Publication: theday.com

Published 06/13/2012 12:00 AM
Updated 06/14/2012 06:20 PM
More than 1,000 come to Norwich in search of work

Norwich — Desperate job seekers deluged the Holiday Inn here Wednesday during a five-hour event at which more than 1,000 people had a chance to meet face to face with prospective employers.

“We’re suffering down here,” said U.S. Rep. Joe Courtney, D-2nd District, who spent about two hours at the job fair. “People want to work.”

People were lined halfway around the hotel by the time the event kicked off at 10 a.m., sponsors said. Courtney said the local event attracted about twice as many job seekers as one he helped arrange in Mansfield earlier this year.

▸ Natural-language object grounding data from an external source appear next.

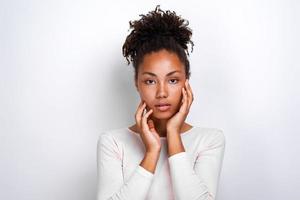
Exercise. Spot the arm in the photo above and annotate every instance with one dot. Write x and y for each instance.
(111, 183)
(199, 180)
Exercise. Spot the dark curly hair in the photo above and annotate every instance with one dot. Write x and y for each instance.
(156, 31)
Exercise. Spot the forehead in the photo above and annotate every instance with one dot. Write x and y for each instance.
(161, 63)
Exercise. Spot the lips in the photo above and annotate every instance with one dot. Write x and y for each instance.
(163, 106)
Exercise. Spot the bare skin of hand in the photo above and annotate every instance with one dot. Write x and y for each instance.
(149, 135)
(175, 123)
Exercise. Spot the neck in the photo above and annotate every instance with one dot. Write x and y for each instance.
(160, 126)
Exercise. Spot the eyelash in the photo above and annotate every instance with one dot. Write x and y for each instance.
(170, 79)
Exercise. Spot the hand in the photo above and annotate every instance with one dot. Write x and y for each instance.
(175, 123)
(149, 135)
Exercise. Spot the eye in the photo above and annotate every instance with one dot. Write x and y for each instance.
(173, 81)
(149, 82)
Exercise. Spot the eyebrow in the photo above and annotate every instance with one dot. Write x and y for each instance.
(169, 74)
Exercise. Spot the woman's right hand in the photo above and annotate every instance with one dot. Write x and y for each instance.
(149, 135)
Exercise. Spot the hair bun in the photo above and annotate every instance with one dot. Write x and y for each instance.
(159, 23)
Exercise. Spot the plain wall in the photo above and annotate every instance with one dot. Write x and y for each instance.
(63, 81)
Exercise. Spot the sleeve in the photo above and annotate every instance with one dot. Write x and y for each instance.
(110, 182)
(198, 180)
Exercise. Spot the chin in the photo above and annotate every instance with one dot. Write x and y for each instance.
(162, 115)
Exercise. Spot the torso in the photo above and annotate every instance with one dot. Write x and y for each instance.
(184, 128)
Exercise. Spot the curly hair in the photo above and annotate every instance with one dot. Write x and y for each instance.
(155, 31)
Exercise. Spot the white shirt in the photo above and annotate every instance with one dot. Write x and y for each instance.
(189, 175)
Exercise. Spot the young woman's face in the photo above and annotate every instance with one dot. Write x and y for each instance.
(161, 77)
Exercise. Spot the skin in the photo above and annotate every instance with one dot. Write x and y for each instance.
(155, 86)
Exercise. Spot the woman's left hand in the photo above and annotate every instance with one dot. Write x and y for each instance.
(175, 123)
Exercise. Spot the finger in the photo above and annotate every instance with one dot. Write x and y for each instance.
(139, 114)
(189, 94)
(190, 90)
(151, 124)
(144, 120)
(184, 106)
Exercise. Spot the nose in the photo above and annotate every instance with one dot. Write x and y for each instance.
(161, 91)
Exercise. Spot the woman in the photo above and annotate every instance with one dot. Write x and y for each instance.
(160, 156)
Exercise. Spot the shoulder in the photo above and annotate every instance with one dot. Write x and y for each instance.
(111, 136)
(210, 136)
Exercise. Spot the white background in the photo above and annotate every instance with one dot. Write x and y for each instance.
(63, 81)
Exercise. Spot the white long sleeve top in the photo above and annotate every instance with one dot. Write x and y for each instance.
(189, 175)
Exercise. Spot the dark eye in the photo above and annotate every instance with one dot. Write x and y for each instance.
(173, 81)
(149, 82)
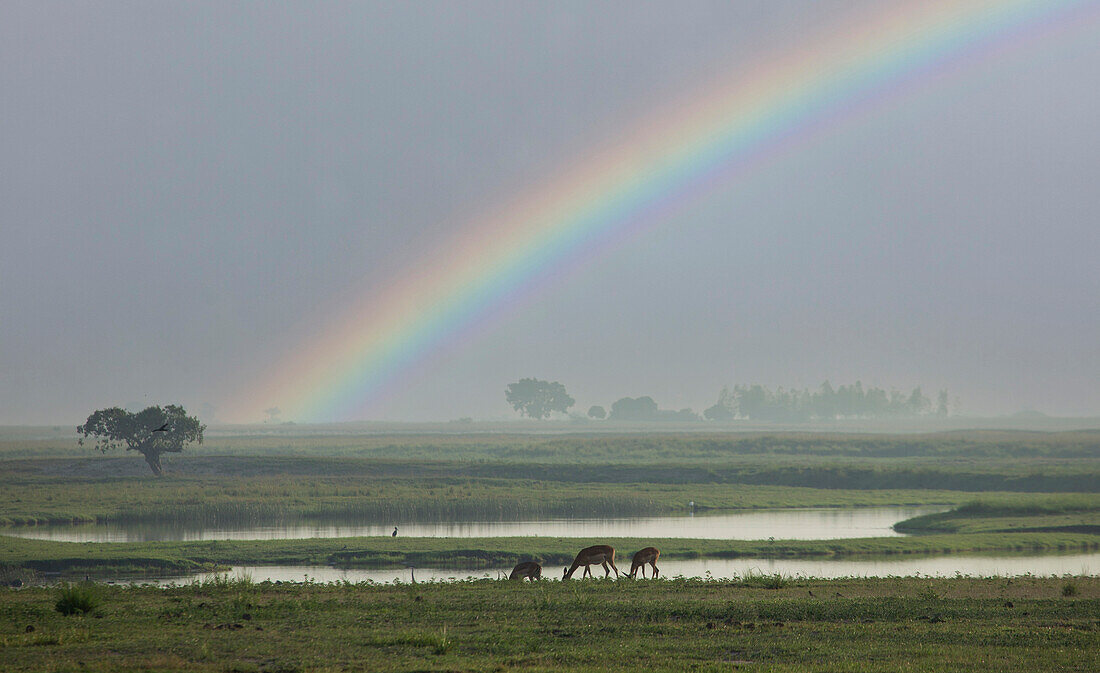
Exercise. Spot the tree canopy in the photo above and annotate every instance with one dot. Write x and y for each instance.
(152, 432)
(538, 398)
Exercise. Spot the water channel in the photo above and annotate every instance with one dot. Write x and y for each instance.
(717, 569)
(743, 525)
(817, 523)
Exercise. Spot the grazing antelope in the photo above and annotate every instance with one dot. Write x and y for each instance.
(596, 554)
(647, 555)
(528, 569)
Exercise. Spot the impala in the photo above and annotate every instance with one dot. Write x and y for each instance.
(528, 569)
(596, 554)
(647, 555)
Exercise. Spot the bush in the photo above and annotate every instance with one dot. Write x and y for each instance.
(83, 597)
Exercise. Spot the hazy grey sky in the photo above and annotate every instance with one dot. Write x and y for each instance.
(188, 188)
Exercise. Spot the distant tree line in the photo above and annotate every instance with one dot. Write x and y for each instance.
(539, 399)
(759, 403)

“It’s a little overwhelming here,” said Tammy Ladd of Norwich, who has been working per diem jobs in the health care field but is hoping for something more permanent.

“I’m trying to find anything,” said Ralph Churchill of Baltic, who has worked with disabled people and done landscaping work, among other jobs.

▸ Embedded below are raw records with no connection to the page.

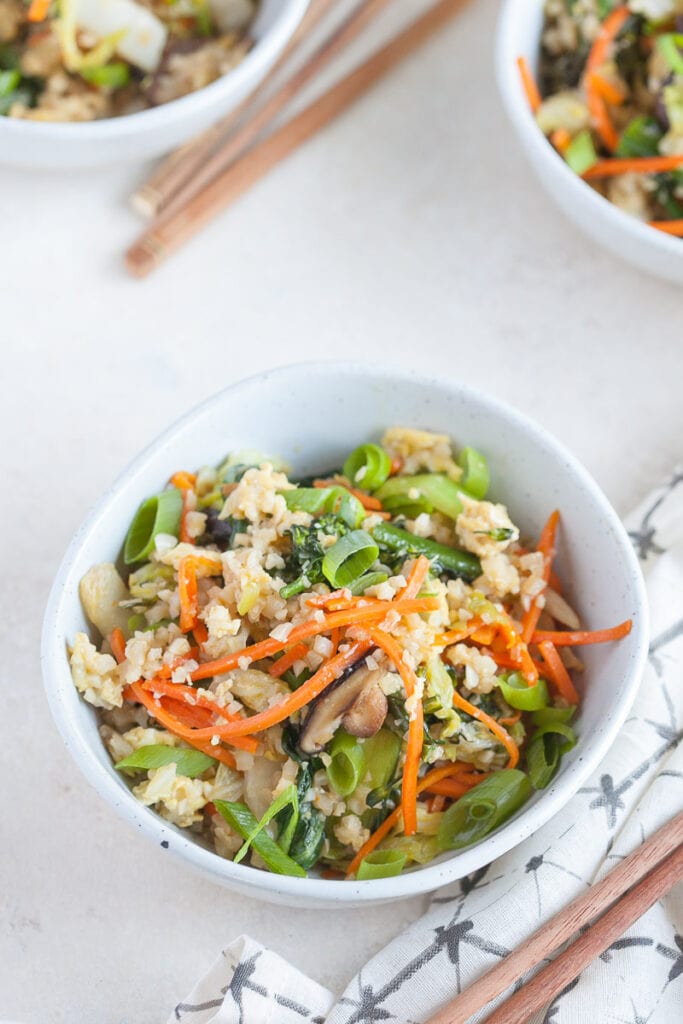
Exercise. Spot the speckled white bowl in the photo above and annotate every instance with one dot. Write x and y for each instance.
(518, 35)
(313, 414)
(148, 133)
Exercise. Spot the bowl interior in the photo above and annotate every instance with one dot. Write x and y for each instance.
(313, 416)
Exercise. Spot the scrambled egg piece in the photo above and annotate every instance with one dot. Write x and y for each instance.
(95, 675)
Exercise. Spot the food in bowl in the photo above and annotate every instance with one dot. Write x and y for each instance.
(66, 60)
(352, 673)
(609, 98)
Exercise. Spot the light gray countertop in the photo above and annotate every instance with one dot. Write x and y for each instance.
(411, 231)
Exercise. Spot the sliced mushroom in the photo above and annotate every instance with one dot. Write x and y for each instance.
(356, 701)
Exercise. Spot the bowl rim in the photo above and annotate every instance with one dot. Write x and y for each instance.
(58, 685)
(516, 104)
(240, 78)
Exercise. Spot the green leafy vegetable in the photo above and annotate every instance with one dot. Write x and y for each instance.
(243, 821)
(188, 763)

The job fair, sponsored by the Chamber of Commerce of Eastern Connecticut and supported by the Eastern Connecticut Workforce Investment Board and Courtney, featured more than 30 businesses as well as résumé-writing advice services.

“There’s a degree of sadness,” said Tony Sheridan, president of the local chamber. “The mission of success here would be to have very few people show up.”

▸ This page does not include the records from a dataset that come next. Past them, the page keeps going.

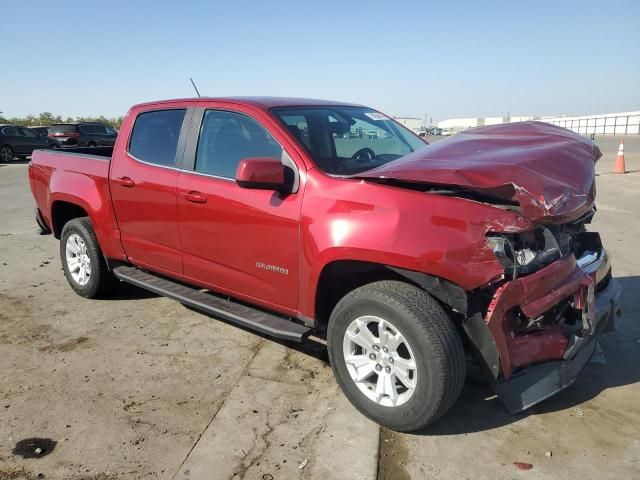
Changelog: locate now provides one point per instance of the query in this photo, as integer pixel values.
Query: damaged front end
(536, 328)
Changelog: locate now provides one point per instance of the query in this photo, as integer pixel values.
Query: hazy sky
(444, 59)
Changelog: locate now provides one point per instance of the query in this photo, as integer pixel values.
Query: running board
(230, 311)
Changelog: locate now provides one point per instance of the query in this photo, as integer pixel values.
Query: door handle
(126, 182)
(194, 197)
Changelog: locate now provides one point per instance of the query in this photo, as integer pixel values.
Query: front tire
(82, 260)
(396, 354)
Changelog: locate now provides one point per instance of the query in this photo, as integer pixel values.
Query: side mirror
(261, 174)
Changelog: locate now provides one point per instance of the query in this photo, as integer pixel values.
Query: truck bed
(77, 176)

Sheridan took an informal survey that indicated people attending the job fair were more than twice as likely to be out of work as to be looking to find another position. Eastern Connecticut currently lists more than 300 job openings, he said, but in many cases there are skills mismatches, meaning businesses cannot find people with the exact competencies they are seeking.

One job seeker, Brian James of Groton, said he was glad someone was trying to do something to help job seekers. The submarine veteran said he has been seeking an engineering job for months without success.

“They don’t want to train,” he said of employers. “If you don’t have the exact skills they are looking for, they don’t have any interest.”

Churchill, the Baltic job seeker who has been out of work since February, said he moved to the region from Oregon, seeking support from friends and family while he searched for a job. But he soon found out the labor situation here is one of the worst in the country, with the region having lost nearly 12,000 jobs since March 2008.

“I didn’t realize it was this bad,” Churchill said.

In fact, projections made earlier this year by the forecasting firm IHS Global Insight predicted the Norwich-New London area, which includes Westerly, would be the ninth-worst in the country in terms of post-recession jobs recoveries by the end of the year. The firm’s analysis showed the region would see only 400 jobs restored at the end of 2012 when compared to numbers seen during the recession’s low point.

Mike Toomey, who drove an hour from his home in Douglas, Mass., said this job fair appeared to be bigger, with more businesses represented, than he has seen at several other events he has attended since losing a job at a Rhode Island car dealership in April.

“I think it’s worse here than in Massachusetts,” he said of the struggle to find a job.